Jennifer Martin, head of Price Waterhouse's Bratislava tax office, offered a similar evaluation of Slovakia's corporate tax structure. "It's a normal system, nothing unusual, although a little more restrictive than in Poland, Hungary and the Czech Republic," she said.
Both Connor and Martin, however, were concerned that existing legislation may not be sufficient to support the next stage of growth. Commenting on recent changes to the corporate tax law, Martin said that "the government has been moving towards neutrality, i.e. not making any special deals, from its early pro-investment stance. I wonder if this is not too soon for Slovakia."
Politics and bad press
So why, with a healthy economy and steadily maturing legislation, is Slovakia having such a hard time attracting foreign money?
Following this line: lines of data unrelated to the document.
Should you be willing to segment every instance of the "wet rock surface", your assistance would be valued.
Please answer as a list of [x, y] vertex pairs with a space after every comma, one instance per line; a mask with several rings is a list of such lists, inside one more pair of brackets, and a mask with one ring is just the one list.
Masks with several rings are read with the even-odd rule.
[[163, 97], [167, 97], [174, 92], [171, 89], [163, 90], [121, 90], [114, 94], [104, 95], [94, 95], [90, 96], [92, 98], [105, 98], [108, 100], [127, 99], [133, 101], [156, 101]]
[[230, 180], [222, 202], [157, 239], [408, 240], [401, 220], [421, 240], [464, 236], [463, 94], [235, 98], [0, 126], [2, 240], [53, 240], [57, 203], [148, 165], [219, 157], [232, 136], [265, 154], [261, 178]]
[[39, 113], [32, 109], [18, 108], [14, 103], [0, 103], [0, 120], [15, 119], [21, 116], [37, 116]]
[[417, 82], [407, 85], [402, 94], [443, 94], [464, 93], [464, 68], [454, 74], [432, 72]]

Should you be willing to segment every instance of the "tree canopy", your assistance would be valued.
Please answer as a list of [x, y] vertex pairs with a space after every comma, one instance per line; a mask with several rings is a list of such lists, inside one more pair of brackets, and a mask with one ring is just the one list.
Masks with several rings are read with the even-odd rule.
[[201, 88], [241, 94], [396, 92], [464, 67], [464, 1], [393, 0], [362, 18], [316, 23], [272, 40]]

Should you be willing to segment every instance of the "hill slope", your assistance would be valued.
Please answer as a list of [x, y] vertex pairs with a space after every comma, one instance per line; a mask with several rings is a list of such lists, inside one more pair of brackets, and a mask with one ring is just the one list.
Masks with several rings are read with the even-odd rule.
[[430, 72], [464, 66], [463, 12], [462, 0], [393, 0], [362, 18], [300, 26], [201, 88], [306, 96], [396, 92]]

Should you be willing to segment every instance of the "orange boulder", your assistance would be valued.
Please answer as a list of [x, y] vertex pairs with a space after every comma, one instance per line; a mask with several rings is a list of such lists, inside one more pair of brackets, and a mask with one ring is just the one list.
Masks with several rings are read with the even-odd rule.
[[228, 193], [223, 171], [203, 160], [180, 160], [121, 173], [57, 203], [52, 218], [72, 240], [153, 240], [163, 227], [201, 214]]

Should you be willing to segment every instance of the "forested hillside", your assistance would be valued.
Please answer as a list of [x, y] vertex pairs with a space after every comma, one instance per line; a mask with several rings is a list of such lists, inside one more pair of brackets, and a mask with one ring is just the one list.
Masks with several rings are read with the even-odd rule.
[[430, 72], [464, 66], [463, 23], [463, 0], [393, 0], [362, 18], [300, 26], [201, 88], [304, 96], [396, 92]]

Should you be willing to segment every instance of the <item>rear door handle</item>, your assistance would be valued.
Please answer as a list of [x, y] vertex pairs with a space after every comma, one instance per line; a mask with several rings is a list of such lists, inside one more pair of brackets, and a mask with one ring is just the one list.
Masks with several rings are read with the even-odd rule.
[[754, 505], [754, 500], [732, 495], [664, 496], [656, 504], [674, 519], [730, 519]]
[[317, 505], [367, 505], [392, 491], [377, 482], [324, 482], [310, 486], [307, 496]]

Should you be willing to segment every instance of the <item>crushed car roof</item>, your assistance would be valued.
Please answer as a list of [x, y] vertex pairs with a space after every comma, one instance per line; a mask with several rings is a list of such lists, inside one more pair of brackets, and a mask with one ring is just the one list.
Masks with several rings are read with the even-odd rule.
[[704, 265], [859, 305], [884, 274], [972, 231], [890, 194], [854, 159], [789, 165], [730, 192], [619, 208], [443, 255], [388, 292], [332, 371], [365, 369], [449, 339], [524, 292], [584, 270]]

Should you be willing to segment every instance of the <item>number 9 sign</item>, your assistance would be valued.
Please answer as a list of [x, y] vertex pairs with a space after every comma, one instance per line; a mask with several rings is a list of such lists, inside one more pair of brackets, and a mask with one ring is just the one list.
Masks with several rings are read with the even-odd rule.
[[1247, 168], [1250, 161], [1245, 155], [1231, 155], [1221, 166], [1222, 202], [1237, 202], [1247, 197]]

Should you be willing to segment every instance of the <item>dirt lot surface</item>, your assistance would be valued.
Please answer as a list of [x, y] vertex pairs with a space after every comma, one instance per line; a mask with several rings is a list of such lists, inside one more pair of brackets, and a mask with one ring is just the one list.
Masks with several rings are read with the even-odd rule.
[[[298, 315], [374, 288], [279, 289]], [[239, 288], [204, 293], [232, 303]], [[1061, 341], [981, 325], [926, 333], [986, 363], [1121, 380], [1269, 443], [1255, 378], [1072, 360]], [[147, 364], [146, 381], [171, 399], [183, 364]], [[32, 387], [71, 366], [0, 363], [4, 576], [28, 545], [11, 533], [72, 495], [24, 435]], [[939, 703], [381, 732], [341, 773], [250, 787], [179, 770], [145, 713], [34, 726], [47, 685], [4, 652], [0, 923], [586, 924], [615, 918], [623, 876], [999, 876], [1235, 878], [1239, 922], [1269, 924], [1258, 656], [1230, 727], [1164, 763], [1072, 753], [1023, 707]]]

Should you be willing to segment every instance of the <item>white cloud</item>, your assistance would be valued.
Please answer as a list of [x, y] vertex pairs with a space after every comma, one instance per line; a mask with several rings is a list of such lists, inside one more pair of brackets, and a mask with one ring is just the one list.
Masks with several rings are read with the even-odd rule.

A recent survey conducted by SNAZIR may offer an answer long known to many, having discovered that political instability was the greatest fear in the minds of would-be investors.
Ominous reports that have appeared in the foreign press recently of the Slovak government's market meddling and 'repatriation' of its Hungarian minority prove that this worry has not been put to rest.
Brown said Slovakia's poor international image had been created by irresponsible media reporting. "There is a tremendous amount of good news out there," he argued, "but perception [gained from negative press] is reality for the prospective foreign investor."
Elaborating on the issue, Šesták said, "We don't have a problem with political substance, just with political culture - we are immature, and we need time to grow up."
But many delegates said that there is enormous worldwide competition for investment capital at the moment, and investors have become more conservative towards politically immature democracies like Slovakia.
A Czech real estate company director, who asked not to be named, was worried that the foreign companies on whom his Bratislava investments depend were being scared away.
"If I buy property, I have to get my money back in ten or fifteen years," he said. "But given the present climate, will investors keep coming here? Will we have clients like [German automaker] VW at all?"
Most of the businesspeople who attended the conference left with ambiguous impressions. For one thing, the meetings were sparsely attended, with VW and legal counsel for IBM among the few foreign investors represented.
To make matters worse, Prime Minister Vladimír Mečiar, scheduled to be the keynote speaker, did not show up at all, while Economy Minister Karol Česnek strolled in hours late for his engagement.
At a conference designed to polish Slovakia's international image, the obvious lack of official interest achieved precisely the opposite effect. "It's just such a pity," said one delegate, "because the message to foreign investors is so clear: you just aren't important enough for us to come."